On 6/14/2011 7:08 PM, wrote:
On Tue, 14 Jun 2011 14:09:30 -0700 (PDT), Shall not be infringed
wrote:

Far left-winger.

Eugene Robinson: Is Obama's race the reason he's faced so much invective?
Published Tuesday, Nov. 02, 2010

The first African American president takes office, and almost immediately
we see the birth of a big, passionate national movement – overwhelmingly
white and lavishly funded – that tries its best to delegitimize that
president, seeks to thwart his every initiative, and brings the
discredited and moribund opposition party roaring back to life.
Coincidence?

Not a chance. But also not that simple.

First, I'll state the obvious: It's not racist to criticize President
Barack Obama, it's not racist to have conservative views, and it's not
racist to join the tea party. But there's something about the nature and
tone of the most vitriolic attacks on the president that I believe is
distinctive – and difficult to explain without asking whether race is
playing a role.

One thing that struck me from the beginning about the tea party rhetoric
is the idea of reclaiming something that has been taken away.

At a recent campaign rally in Paducah, Ky., Senate candidate Rand Paul, a
darling of the tea party movement, drew thunderous applause when he said
that if Republicans win, "we get to go to Washington and take back our
government."

Take it back from whom?
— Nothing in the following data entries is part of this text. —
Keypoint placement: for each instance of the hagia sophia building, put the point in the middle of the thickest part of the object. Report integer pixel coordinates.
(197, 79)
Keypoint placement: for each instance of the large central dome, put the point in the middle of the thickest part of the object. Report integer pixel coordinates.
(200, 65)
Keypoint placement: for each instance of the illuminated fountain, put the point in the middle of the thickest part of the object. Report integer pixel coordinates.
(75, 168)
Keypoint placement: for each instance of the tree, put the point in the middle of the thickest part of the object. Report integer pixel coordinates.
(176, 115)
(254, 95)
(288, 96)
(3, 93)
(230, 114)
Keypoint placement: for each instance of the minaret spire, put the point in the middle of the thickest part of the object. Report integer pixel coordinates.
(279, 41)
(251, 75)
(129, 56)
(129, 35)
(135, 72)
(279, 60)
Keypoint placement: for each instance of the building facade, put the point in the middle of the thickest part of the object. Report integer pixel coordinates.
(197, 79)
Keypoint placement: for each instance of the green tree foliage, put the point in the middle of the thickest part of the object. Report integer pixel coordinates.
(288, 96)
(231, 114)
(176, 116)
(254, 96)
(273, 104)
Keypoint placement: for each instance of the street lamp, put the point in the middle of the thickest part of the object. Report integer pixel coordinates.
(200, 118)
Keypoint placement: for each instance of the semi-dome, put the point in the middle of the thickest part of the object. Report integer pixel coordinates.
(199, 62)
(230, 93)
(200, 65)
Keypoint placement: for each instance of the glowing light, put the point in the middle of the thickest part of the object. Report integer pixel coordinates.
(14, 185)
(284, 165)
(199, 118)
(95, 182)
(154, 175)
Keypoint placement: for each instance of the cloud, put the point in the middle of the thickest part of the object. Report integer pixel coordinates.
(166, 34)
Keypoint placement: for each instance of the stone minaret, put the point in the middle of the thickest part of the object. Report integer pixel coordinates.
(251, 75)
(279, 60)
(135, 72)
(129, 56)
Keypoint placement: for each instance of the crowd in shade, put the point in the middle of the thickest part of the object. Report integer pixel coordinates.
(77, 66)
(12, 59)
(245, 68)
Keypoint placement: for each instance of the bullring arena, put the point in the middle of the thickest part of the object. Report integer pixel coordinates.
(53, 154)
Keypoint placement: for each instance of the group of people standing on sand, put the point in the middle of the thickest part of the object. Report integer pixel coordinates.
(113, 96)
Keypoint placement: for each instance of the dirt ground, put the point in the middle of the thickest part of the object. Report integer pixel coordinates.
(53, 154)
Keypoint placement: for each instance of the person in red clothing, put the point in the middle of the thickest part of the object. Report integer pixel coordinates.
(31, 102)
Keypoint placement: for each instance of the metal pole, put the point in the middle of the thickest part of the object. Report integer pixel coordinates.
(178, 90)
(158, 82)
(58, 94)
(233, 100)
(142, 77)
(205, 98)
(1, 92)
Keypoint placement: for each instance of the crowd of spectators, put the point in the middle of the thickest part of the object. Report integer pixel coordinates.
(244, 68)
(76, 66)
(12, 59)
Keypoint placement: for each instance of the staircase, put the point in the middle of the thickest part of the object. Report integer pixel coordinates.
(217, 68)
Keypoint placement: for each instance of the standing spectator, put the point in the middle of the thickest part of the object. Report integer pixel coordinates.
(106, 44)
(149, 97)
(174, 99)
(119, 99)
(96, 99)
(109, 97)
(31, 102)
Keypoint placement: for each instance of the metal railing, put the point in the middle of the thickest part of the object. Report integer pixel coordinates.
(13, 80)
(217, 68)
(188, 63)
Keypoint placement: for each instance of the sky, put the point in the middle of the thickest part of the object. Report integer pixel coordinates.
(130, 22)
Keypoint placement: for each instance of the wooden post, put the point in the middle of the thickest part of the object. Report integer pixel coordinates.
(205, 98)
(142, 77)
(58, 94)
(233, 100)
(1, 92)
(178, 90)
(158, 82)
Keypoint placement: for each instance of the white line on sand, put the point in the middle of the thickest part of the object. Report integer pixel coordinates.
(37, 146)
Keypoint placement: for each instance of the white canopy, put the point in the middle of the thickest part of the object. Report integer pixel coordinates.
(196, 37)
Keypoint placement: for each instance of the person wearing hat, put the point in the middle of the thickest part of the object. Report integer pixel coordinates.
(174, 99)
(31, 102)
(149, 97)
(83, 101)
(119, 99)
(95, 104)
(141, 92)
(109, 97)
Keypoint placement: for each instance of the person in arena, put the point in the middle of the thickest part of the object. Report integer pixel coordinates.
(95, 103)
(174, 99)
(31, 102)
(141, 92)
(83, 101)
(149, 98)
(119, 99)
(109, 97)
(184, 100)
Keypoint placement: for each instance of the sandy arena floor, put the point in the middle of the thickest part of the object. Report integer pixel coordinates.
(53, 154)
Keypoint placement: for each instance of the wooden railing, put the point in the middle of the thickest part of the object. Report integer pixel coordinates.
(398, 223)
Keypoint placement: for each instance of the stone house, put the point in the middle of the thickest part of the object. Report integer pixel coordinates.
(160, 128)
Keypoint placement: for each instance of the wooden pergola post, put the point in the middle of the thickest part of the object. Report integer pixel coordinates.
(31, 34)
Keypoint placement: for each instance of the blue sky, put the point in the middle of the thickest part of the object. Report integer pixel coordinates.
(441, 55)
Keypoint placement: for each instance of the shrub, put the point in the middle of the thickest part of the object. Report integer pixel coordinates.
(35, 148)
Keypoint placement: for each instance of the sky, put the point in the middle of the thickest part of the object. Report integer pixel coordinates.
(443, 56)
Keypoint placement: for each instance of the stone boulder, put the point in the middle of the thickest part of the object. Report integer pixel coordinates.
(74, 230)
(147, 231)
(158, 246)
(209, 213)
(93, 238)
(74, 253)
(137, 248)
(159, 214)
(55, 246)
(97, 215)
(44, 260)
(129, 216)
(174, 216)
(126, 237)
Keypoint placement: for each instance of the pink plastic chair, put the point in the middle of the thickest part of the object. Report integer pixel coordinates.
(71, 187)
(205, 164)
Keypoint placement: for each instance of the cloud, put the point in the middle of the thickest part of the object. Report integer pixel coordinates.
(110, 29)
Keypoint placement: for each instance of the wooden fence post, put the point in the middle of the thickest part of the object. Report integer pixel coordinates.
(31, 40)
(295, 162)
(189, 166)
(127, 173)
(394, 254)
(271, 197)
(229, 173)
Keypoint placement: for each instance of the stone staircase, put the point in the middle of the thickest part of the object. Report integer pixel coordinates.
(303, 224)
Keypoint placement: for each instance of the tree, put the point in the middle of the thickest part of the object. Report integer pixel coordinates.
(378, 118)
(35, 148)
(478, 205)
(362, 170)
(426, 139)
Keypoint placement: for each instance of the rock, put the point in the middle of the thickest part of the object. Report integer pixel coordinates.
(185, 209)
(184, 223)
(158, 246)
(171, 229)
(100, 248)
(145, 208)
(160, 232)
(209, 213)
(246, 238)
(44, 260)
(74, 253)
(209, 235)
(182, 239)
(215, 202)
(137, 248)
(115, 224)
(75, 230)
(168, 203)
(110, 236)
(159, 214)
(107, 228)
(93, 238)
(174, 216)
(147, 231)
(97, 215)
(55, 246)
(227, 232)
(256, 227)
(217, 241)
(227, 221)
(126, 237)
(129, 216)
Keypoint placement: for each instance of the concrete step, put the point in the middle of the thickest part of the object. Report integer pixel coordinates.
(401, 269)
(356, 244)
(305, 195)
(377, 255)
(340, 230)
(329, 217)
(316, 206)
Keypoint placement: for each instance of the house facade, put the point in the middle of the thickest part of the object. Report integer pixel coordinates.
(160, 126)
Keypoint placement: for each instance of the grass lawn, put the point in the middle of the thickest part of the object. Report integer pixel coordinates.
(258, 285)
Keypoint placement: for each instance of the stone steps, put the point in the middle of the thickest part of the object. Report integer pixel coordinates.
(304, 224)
Maybe he thinks it goes without saying, because
he didn't say.

On Sunday, in a last-minute fundraising appeal, Republican presidential
hopeful Mike Huckabee implored his supporters to help "return American
government to the American people."

Again, who's in possession of the government right now, if not the
American people? The non-American people? The un-American people?

There's an obvious answer, but it's one that generally comes from the
progressive end of the political spectrum: Americans must fight to take
back their government from the lobbyists and big-money special interests
that shape our laws to suit their own interests, not for the good of the
nation.

That may be what some tea partiers have in mind, but the movement hasn't
seen fit to make campaign finance reform one of its major issues. And the
establishment Republicans who are surfing the tea party wave – while at
the same time scheming to co-opt the movement – would view the idea of
taking money out of politics with horror, if they thought it might
actually happen.

So who stole the government? What makes some people feel more
disenfranchised now than they were, say, during the presidency of George
W. Bush?

After all, it was Bush who inherited a budget surplus and left behind a
suffocating deficit – I'm not being tendentious, just stating the facts.
It was Bush who launched two wars without making any provision in the
budget to pay for them, who proposed and won an expensive new
prescription-drug entitlement without paying for it, who bailed out
irresponsible Wall Street firms with the $700 billion TARP program.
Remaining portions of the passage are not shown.